If my memory serves me right, the last person to be impeached in Great Britain was Warren Hastings. That occurred in the late 18th. Century. He’d served in India and was accused of corruption and misuse of funds largely by those who disliked him and were perhaps involved in similar corruption.. Parliament showed itself to be incompetent and corrupt. Impeachment and the even the more suspect process of Bills of Attainder used by the Parliamentary regime during the English Civil War eventually disappeared as methods of trying “political” crimes simply because the process was so open to its own forms of corruption. Legislators were neither objective enough nor trained enough to conduct trials. Even the right of Peers of the Realm to be judged by their “cousins” in the House of Lords eventually disappeared along with the right of a convicted Lord to be hanged with a silken rope.

No, I am not addressing the present matter of the Governor of Illinois, apart from my amazement that Impeachment by a legislature remains part of the US system. I was horrified by the attending humbug during the Clinton impeachment process and I wonder whether the legislators in Illinois have the competence, the “clean hands” or the objectivity to conduct an impartial “trial”.

What disturbs me is that the Episcopal Church retains the system which it inherited from the State probably because many of the framers of its original Constitution and Canons were involved in framing the Articles of Confederation and later the American Constitution a few years before Great Britain decided that the secular courts were the appropriate venue for bring corrupt or culpable officials to justice,

I would have hoped that those revising our discipline Canons, so soon after the Clinton debacle would have decided that the business of deciding the culpability of bishops and other clergy would have been the task of properly constituted ecclesiastical courts and not that of the House of Bishops or Bishops and Standing Committees.  Of course the final judgement should be officially pronounced by the appropriate person, whether Primate or Diocesan Bishop but that is not the matter at hand.

Allied to such reform should be the creation of the ecclesiastical version of a Supreme Court, made up of appropriately trained Canon Lawyers. All too often Chancellors in TEC are lawyers with no training in Canon and Ecclesiastical Law. It is merely assumed that a lawyer who is an Episcopalian and ready to serve may immediately assume competence in interpreting Canons. That is an entirely false assumption and has created at every level astounding incompetence on the part of those who are in fact well meaning amateurs. It is similarly assumed that bishops who were trained as lawyers in their previous lives are therefore learned in the principles, precedents and history of Ecclesiastical Law.

There is no need at present for me to rehearse the stories of recent depositions. Whatever is said, it is certainly not abundently clear that depositions handed down by the House of Bishops in recent times have been free from partisanship or an opportunistic approach to Canon Law justified by ecclesiastical peril.

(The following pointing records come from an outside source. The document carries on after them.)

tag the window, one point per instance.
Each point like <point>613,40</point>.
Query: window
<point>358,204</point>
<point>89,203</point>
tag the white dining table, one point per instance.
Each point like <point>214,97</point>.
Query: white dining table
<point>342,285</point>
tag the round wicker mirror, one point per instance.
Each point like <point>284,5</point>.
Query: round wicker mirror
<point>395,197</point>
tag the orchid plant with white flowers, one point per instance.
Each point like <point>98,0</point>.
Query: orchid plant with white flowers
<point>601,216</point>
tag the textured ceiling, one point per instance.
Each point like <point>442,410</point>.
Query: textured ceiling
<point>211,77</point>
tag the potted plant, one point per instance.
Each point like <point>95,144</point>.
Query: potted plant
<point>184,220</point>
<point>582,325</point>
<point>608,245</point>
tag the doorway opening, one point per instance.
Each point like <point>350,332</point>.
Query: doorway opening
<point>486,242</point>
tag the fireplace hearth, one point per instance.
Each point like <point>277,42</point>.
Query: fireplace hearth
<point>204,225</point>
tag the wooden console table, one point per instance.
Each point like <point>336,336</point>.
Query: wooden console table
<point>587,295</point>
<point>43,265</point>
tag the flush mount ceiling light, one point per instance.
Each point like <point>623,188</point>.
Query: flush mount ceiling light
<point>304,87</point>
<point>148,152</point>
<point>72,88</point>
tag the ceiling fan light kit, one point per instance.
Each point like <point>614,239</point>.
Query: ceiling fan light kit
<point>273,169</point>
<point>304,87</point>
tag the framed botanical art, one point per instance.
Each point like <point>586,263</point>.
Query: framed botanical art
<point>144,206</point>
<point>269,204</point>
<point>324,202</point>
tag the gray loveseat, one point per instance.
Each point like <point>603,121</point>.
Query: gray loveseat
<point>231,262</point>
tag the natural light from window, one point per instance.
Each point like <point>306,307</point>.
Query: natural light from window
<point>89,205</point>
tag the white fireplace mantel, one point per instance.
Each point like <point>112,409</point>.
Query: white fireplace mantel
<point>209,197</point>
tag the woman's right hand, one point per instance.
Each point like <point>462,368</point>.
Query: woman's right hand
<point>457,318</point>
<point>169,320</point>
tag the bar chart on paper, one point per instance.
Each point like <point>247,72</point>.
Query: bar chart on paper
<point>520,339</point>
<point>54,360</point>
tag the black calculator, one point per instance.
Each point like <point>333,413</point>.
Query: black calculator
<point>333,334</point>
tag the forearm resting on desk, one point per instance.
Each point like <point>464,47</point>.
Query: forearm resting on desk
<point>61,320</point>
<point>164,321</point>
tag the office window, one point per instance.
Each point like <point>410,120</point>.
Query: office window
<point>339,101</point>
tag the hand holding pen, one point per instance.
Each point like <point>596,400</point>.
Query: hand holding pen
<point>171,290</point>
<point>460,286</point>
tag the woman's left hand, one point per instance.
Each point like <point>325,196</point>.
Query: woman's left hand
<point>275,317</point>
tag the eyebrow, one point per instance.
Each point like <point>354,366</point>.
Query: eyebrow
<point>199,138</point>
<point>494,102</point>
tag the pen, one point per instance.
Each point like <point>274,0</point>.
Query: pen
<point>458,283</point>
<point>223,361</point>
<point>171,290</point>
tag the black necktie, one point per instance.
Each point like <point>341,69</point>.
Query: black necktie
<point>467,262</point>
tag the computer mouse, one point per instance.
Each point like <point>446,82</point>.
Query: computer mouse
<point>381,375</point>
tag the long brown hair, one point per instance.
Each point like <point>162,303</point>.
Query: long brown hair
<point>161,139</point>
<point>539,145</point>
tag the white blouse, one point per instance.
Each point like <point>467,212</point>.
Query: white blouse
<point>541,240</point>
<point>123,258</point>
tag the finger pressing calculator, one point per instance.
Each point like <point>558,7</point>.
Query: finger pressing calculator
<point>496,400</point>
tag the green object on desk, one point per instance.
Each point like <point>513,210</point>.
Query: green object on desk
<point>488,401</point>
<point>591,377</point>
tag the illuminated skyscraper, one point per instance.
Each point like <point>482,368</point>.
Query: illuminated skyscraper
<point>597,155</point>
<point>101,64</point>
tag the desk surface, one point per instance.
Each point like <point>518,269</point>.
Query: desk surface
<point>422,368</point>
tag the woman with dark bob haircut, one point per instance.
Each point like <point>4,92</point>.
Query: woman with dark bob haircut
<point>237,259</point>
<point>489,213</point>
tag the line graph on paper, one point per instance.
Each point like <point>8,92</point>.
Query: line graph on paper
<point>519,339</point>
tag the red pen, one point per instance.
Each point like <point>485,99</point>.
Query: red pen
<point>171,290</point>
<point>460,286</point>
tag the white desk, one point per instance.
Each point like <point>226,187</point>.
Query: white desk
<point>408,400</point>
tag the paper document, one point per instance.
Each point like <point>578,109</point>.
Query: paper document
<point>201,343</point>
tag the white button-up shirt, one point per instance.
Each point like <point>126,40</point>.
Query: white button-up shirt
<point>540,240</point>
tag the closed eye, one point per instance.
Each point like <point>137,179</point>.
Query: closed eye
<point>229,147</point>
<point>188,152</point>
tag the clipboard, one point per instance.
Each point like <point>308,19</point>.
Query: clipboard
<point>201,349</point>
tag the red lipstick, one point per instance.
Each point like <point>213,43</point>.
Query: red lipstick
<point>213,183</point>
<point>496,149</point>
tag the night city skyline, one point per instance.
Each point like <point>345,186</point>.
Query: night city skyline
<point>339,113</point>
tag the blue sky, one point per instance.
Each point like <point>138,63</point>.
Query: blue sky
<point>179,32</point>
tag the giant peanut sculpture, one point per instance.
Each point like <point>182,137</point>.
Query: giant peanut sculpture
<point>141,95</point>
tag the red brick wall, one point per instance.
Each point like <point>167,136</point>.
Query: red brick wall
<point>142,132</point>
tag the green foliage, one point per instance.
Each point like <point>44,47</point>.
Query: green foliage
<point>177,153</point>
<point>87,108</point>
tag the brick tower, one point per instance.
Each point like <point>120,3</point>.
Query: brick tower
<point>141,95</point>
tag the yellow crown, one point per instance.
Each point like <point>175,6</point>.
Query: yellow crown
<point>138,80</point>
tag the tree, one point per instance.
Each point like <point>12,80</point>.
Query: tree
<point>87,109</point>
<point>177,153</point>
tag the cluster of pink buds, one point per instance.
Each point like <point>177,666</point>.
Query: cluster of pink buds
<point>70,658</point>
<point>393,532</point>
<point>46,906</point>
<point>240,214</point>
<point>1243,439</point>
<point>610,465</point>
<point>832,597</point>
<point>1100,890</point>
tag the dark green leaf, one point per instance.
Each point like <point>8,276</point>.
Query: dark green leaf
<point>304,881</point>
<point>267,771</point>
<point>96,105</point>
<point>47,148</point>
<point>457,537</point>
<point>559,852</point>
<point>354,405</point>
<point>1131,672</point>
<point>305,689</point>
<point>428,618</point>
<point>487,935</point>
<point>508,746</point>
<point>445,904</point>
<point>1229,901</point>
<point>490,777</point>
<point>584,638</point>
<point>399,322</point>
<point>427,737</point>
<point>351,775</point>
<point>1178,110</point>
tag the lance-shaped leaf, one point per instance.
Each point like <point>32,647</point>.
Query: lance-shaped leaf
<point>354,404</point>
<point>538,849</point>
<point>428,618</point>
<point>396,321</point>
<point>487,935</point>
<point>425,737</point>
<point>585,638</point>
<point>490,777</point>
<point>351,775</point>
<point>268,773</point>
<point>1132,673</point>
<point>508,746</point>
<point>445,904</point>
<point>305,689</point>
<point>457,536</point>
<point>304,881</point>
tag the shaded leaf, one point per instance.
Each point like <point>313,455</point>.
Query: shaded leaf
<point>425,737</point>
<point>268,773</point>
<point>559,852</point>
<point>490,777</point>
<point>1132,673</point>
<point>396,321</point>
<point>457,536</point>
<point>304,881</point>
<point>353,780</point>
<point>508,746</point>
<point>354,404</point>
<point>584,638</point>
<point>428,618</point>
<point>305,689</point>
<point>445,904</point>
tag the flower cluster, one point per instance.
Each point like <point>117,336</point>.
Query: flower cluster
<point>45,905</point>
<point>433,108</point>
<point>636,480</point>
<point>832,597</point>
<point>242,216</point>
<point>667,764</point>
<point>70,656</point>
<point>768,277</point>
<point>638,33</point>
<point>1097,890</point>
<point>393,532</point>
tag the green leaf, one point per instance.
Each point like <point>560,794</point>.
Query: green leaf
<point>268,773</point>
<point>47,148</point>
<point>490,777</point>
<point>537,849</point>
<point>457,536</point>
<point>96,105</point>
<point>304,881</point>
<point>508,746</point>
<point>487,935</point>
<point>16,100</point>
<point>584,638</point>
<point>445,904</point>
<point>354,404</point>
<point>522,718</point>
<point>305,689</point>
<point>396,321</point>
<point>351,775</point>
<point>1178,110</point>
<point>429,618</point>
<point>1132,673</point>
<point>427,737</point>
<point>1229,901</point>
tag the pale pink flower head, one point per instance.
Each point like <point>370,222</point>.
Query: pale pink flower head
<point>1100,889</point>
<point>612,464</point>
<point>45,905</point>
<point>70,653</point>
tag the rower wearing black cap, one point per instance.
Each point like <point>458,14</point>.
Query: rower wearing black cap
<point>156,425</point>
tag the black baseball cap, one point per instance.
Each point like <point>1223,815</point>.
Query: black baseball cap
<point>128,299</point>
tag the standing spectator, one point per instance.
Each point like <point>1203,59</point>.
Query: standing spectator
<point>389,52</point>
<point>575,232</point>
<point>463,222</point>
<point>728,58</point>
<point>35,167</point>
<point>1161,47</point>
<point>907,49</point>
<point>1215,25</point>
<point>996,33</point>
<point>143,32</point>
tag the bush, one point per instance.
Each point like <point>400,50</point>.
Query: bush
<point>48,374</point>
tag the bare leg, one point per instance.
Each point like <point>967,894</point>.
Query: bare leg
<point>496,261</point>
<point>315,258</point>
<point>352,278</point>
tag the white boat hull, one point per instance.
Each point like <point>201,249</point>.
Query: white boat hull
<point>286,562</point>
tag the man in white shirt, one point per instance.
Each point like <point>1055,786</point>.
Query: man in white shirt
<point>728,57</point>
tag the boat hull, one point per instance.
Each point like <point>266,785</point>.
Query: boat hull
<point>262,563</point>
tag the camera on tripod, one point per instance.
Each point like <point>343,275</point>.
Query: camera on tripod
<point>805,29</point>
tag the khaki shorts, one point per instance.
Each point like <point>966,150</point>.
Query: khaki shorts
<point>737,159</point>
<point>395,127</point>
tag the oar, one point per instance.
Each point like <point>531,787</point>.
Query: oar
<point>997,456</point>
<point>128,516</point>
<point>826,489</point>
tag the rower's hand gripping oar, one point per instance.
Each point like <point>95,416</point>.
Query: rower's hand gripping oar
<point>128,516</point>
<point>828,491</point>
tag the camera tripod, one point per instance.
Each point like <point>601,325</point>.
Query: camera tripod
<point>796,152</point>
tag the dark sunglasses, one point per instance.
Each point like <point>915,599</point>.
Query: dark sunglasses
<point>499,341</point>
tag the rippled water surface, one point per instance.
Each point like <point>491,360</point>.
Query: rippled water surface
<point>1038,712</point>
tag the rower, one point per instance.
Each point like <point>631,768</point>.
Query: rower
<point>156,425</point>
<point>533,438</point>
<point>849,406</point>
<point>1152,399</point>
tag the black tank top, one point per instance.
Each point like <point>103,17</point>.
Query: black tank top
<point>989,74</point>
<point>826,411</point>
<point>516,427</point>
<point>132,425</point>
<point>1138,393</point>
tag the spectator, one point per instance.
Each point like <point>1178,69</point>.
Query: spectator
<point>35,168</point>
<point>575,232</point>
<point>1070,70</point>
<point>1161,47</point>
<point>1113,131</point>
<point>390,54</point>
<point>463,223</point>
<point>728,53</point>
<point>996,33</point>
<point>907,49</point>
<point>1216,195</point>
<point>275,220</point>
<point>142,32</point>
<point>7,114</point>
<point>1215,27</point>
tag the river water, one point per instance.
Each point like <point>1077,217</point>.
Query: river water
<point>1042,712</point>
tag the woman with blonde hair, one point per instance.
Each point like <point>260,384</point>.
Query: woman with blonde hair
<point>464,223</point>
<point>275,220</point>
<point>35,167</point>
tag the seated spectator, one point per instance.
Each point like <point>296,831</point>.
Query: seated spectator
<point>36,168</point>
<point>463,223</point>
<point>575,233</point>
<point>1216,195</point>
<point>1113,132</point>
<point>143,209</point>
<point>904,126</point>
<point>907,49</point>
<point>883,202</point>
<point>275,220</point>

Simply because the Episcopal Church lacks the equivalent of a Supreme Court, General Convention assumes competence to revise or adopt Canons and probably to formulate doctrine and remains its own sovereign reference.

If indeed the present mood of the country is to end partisan politics and bring all segments of public opinion into the political process it may well be that grass roots Episcopalians will begin to press for a similar process among us. Just as the country faces enormous economic and political problems so does our church. No doubt the country’s economic woes will begin to tell within our church. Dwindling income and a continued loss of parishioners are bound to press upon our Establishment that crisis is at hand.

It is a tragedy that at this moment, the traditionalist constituency in TEC has been weakened by defection. I have a mind to suggest that the next General Convention will be occupied by these economic and jurisdictional matters in a pressing manner. The efforts to reform our disciplinary Canons should be a time for a thorough revision of the way we govern ourselves. It is high time we abolished 18th. Century concepts of ecclesiastical impeachment and similarly a time to establish a body entrusted with judging the constitutionality of the interpretations placed upon and the concepts embodied in our Canon Law. Perhaps Bishop Duncan and his fellow “impeached” bishops are our contemporary Warren Hastings? That indeed would be ironic.